Is my understanding of how emacs handles user input the right one?

Or are the user input events (keystrokes, mouse action) sent by the OS to the emacs window dispatched by the emacs binary to the commands after being in a first stage internally evaluated by the binary, so there is no elisp script there which receives them all?

UPDATE responding to comment by Drew:

I have started to read the recommended documentation https://www.gnu.org/software/emacs/manual/html_node/elisp/Command-Overview.html but if I understand it right there should be somewhere an elisp function read-key-sequence so I should be able to find it using:

~ $ locate read-key-sequence

or if this fails

~ $ grep "defun read-key-sequence" $(locate -b *.el)

but both of the above commands fail to find something.

Is this a hint that the read-key-sequence is hard coded in the emacs binary and not available as elisp code which with appropriate modification would be able to trigger an own elisp script receiving all the user input as it comes in?

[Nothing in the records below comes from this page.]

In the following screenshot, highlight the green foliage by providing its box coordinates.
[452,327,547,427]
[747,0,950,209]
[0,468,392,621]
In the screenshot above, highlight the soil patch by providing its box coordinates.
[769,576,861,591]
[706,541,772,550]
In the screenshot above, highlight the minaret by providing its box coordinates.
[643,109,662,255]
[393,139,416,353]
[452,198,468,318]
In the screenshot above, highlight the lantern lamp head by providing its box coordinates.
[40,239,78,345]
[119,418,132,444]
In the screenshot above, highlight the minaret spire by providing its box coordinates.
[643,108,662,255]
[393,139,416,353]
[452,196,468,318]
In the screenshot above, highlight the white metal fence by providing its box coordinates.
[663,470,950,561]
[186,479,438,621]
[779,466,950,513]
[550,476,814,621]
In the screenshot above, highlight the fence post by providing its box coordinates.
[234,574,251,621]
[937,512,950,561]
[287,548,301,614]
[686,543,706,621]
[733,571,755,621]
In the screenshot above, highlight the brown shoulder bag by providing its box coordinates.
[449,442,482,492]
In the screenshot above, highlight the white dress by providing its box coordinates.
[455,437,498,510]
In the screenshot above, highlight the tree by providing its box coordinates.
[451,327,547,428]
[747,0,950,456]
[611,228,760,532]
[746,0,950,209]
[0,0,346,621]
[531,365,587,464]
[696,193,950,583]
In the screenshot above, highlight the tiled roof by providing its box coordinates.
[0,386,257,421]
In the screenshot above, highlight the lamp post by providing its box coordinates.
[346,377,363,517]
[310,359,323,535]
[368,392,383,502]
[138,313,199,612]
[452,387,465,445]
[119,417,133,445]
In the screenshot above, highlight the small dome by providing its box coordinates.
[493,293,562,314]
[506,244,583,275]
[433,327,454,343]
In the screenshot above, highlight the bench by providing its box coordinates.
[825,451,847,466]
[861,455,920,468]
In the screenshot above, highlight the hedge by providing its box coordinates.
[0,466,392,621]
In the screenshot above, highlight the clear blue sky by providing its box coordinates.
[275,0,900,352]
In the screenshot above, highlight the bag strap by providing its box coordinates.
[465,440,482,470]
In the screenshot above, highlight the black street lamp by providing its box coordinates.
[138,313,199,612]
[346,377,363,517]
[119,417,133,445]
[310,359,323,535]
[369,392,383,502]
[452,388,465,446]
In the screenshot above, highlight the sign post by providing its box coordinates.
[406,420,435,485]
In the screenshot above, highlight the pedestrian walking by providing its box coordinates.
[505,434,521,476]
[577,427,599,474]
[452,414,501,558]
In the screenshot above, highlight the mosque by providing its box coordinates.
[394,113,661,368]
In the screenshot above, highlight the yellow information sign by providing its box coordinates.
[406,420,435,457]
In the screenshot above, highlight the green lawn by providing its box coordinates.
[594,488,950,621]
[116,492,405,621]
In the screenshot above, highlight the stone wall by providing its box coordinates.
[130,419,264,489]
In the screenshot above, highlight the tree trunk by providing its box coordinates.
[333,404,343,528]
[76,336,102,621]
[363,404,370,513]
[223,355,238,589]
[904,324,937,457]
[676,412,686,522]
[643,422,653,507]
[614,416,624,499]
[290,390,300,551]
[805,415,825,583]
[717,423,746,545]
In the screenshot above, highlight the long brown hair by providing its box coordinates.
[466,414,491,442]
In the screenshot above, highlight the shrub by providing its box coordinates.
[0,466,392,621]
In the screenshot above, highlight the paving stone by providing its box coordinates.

  • Do C-h f self-insert-command: that's the command that's bound to most keys. Its effect is to insert the character corresponding to that key into the buffer. The basic notion is that of a keymap: a keymap maps a key (which may actually be a key sequence) to a command, so what Emacs does is figure out what key was pressed, look it up in a keymap and call the command that corresponds to it. There are all sorts of complications, but that's a decent high level view and a good approximation to the truth.
    – NickD
    Mar 15 at 20:13
  • @NickD : keymap called using C-h b is a great help to get an overview of key bindings. What I don't understand is why M-p is not mentioned in that list? Where I can find the description what M-p does? Calling C-h k -> M-p results in the response that M-p is not defined ... but I can get the last command retrieved using it, so it is defined ... Hmmm ...
    – Claudio
    Mar 15 at 23:32
  • The thing is that there isn't just one keymap: different buffers may have different major modes and each major mode has its own keymap. It may be that you have a buffer in Fundamental mode e.g. and the keymap for that mode does not have a binding for M-p. But if you try to do M-x something, you end up in the minibuffer which has its own keymap and in that keymap there is a binding for M-p.
    – NickD
    Mar 16 at 0:40
  • I recommend that you go through the Emacs tutorial (C-h t) and read the manual (C-h i g(emacs)) in tandem. There is no royal road to Emacs...
    – NickD
    Mar 16 at 0:43
  • I am more or less through C-h t . I will check out Ch i g(emacs) ...
    – Claudio
    Mar 16 at 0:46

1 Answer 1


You really should just ask a single question at a time, and not modify that question over time, but I want to address this part:

… but both of the above commands fail to find something.

Is this a hint that the read-key-sequence is hard coded in the emacs binary and not available as elisp code …

To find more information about a function that someone tells you about, use C-h f. It will prompt you for a function name, with autocompletion. If you put in read-key-sequence you will get a help buffer that says “read-key-sequence is a function defined in keyboard.c.”, and then goes on to describe the arguments it takes and to quote the documentation for it.

Note that the filename is always a link that you can click on to jump directly to the source code for the function; in this case it is a Lisp function which is defined directly in C. The C source code is not generally installed, so very likely this will prompt you again for the location of the source code. Just point it to a copy of the source code that you have downloaded or checked out from git.

To get back to your original question, the low–level keyboard handling is done in C, with different code for when Emacs is using a GUI toolkit like GTK or is inside of a terminal. There is a middle layer made of Lisp functions mostly written in C, like read-key-sequence and read-char, plus some Lisp variables like unread-command-events. There is a layer of Lisp code on top of that which implements Emacs’s built in Input Method Editors.

  • How does it work that Lisp functions are written in C, but there is no library file? Is the executable of emacs at the same time a library with methods for Lisp? Or is something wrong with my understanding how a language uses libraries written in another language?
    – Claudio
    Mar 16 at 18:27
  • 1
    That should be it’s own question. In short, it is sufficient that the elisp interpreter and compiler know what methods are available and how to call them. For methods written in C, this is accomplished by recording metadata about each one, including the address of the C function. When it comes time to call one, Emacs calls it using that function pointer.
    – db48x
    Mar 17 at 0:45
  • 1
    Library files are only used when a C program (or a program in a language compatible with C) wants to be able to load at run time code compiled at a different time and/or place. For example, Emacs dynamically loads libpng when it comes time to decode a PNG image file. But dynamic libraries only provide C functions, not Lisp functions.